Cheesecake taquitos are golden, crispy fried rolls filled with a smooth creamy cheesecake mixture and finished with a cinnamon-sugar coating. Each taquito is rolled tightly, fried until crisp, then brushed with melted butter and dusted for a warm, sweet bite.
Prep Time 15 minutes
Cook Time 15 minutes
Total Time 30 minutes
Servings: 12 servings
Course: Dessert
Cuisine: Mexican-American Fusion
Calories: 420

Ingredients
  

Cheesecake filling
  • 8 oz cream cheese soften at room temperature
  • 0.25 cup powdered sugar
  • 0.5 cup sour cream
  • 1 tsp vanilla extract
  • 1 lime zest zest of 1 lime
Taquitos
  • 12 small flour tortillas small tortillas
  • 2 cup vegetable oil for frying
Cinnamon-sugar coating
  • 3 tbsp granulated sugar
  • 1 tbsp cinnamon
  • 2 tbsp butter, melted

Equipment

  • 1 Dutch oven

Method
 

Make the cheesecake mixture
  1. Beat the softened cream cheese with powdered sugar until smooth and creamy, with no lumps remaining.
  2. Fold in the sour cream, vanilla extract, and lime zest until the filling is thick and fully combined.
Fill and roll the taquitos
  1. Spread about 2 tablespoons of the cheesecake mixture down the center of each small flour tortilla.
  2. Roll each tortilla tightly and secure with a toothpick if needed.
Fry and coat
  1. Heat the vegetable oil in a deep skillet (or Dutch oven) to 350°F.
  2. Fry taquitos in batches for about 2 minutes per side, until golden and crispy.
  3. Drain the fried taquitos on paper towels to remove excess oil.
  4. Combine granulated sugar and cinnamon in a bowl for the cinnamon-sugar coating.
  5. Brush hot taquitos with melted butter and immediately dust with the cinnamon-sugar mixture.
  6. Serve warm.

Notes

For cleaner rolling and better sealing, keep the filling thick and avoid overfilling—2 tablespoons per tortilla is ideal.

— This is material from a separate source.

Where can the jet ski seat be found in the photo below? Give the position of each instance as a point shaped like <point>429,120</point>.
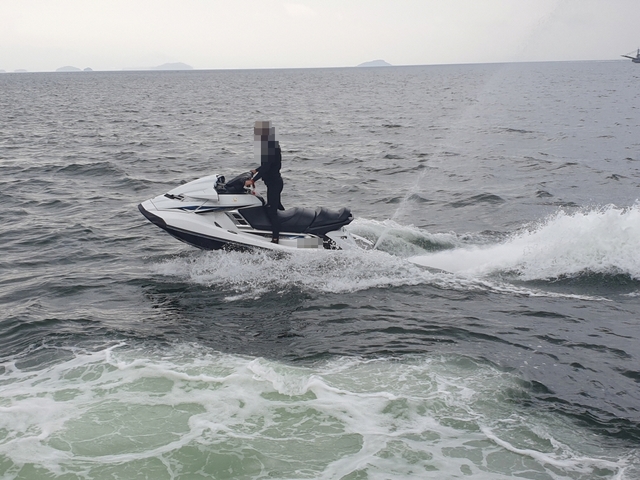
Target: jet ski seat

Store leftovers covered in the refrigerator for up to 2 days; reheat in a preheated oven at 375°F until crisp again. Freezing is not recommended because the fried exterior softens after thawing. For a lighter option, use reduced-fat cream cheese and sour cream (texture will be slightly softer but still works).